# Computational modeling reveals biological mechanisms underlying the whisker flick EEG

**Authors:** Joseph Tharayil, James B. Isbister, Esra Neufeld, Michael Reimann

PMC · DOI: 10.1016/j.isci.2025.113793 · iScience · 2025-10-17

## TL;DR

This paper uses computational models to explore how whisker flicks in rodents generate specific brainwave patterns, shedding light on neural mechanisms involved.

## Contribution

The study predicts which neural populations contribute to specific EEG components during whisker flick stimulation using computational modeling.

## Key findings

- The initial positive EEG deflection is predicted to be driven by direct thalamic inputs to cortical pyramidal cells.
- The negative EEG deflection involves a complex mix of thalamic and cortical connectivity.
- Modifications in circuit connectivity significantly affect EEG signals without altering firing rates.

## Abstract

Whisker flick stimulation is a commonly used protocol to investigate somatosensory processing in rodents. Neural activity evoked by whisker flicks produces a characteristic electroencephalography (EEG) waveform known as a somatosensory evoked potential.
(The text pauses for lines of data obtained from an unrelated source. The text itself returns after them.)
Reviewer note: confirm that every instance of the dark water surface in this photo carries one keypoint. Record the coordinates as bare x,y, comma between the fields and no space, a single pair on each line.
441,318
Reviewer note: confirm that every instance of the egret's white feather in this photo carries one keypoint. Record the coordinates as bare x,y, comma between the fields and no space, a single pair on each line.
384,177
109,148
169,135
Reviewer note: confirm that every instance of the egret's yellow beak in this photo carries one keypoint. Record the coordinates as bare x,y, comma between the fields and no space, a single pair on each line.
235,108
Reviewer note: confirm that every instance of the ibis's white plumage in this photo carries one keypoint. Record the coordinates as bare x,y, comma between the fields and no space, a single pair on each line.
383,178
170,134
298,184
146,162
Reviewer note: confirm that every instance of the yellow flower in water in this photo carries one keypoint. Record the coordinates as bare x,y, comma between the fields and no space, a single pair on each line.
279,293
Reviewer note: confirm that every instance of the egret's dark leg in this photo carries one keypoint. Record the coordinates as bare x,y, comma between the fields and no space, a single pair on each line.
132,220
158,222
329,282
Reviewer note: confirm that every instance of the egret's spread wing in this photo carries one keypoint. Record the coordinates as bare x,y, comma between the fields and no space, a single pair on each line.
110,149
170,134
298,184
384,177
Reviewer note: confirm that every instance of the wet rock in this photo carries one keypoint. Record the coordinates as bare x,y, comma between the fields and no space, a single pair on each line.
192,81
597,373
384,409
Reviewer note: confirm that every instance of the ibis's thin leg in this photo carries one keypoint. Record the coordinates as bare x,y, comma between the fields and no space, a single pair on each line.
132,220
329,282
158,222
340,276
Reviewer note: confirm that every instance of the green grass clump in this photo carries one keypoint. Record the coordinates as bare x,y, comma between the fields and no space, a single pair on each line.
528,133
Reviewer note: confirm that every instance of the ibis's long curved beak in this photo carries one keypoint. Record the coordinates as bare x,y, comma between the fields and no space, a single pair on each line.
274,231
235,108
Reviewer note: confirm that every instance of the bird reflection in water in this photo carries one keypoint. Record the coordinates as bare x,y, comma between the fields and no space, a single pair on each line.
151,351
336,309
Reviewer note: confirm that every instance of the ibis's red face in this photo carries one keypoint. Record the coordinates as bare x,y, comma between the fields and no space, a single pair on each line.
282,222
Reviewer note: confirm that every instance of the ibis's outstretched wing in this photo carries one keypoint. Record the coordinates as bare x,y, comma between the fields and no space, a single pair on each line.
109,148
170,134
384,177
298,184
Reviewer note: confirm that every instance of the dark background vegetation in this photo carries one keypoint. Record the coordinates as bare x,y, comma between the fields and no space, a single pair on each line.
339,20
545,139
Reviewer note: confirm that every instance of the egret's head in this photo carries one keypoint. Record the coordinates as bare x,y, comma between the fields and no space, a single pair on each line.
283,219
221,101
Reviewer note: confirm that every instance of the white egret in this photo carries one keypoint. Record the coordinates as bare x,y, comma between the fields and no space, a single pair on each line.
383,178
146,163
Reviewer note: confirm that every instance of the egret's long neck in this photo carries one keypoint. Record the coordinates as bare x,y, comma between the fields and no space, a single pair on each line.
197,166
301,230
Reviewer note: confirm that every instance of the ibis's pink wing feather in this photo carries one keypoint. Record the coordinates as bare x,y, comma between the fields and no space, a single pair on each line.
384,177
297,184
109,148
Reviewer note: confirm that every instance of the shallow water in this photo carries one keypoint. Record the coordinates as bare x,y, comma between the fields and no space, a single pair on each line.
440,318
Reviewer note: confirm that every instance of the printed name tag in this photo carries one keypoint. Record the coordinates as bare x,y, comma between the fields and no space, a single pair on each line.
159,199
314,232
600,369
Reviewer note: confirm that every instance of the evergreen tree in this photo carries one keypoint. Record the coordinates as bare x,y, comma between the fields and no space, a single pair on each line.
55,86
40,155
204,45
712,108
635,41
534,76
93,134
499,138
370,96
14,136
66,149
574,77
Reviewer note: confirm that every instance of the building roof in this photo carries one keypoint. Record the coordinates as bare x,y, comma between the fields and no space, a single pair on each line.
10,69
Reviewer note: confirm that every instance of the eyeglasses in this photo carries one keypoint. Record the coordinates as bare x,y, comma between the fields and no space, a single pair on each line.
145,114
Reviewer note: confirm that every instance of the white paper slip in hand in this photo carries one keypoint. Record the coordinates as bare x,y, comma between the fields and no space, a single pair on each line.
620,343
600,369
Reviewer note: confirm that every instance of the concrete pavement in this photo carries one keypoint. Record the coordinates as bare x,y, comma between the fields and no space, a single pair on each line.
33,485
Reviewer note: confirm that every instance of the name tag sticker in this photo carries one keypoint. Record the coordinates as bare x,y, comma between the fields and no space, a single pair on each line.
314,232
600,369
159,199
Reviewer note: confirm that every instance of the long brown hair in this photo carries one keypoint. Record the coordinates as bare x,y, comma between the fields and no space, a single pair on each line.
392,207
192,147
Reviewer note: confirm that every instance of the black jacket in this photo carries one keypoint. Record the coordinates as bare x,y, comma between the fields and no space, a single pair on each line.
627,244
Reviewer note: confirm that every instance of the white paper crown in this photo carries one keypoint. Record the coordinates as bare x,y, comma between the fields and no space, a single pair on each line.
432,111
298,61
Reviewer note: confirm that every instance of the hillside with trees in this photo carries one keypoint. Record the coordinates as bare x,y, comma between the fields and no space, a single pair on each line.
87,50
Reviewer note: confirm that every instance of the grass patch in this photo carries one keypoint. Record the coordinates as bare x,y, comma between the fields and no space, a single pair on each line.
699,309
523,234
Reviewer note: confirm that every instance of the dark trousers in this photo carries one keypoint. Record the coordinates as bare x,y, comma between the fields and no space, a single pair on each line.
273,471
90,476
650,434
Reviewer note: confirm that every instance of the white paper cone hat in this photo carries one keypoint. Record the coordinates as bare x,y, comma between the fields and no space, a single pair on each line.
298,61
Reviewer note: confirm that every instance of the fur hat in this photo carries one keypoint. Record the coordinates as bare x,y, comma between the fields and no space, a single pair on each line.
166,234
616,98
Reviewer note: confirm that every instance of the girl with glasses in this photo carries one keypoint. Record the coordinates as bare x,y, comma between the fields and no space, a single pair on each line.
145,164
In this paper, we use computational modeling to make predictions about the neural populations that contribute to this signal, either through their own membrane currents or the membrane currents they elicit in downstream populations. While the model cannot fully explain the mechanisms of somatosensory evoked potential (SEP) generation, we predict that the initial positive deflection of the EEG waveform is driven largely by direct thalamic inputs to layer 2/3 and layer 5 pyramidal cells, while the negative deflection is driven by a more complex mix of sources, including thalamic and recurrent cortical connectivity. Small changes to the local connectivity of the circuit can have an important impact on the recorded EEG, without substantially affecting firing rates, suggesting that EEG may be useful in constraining in silico neural models.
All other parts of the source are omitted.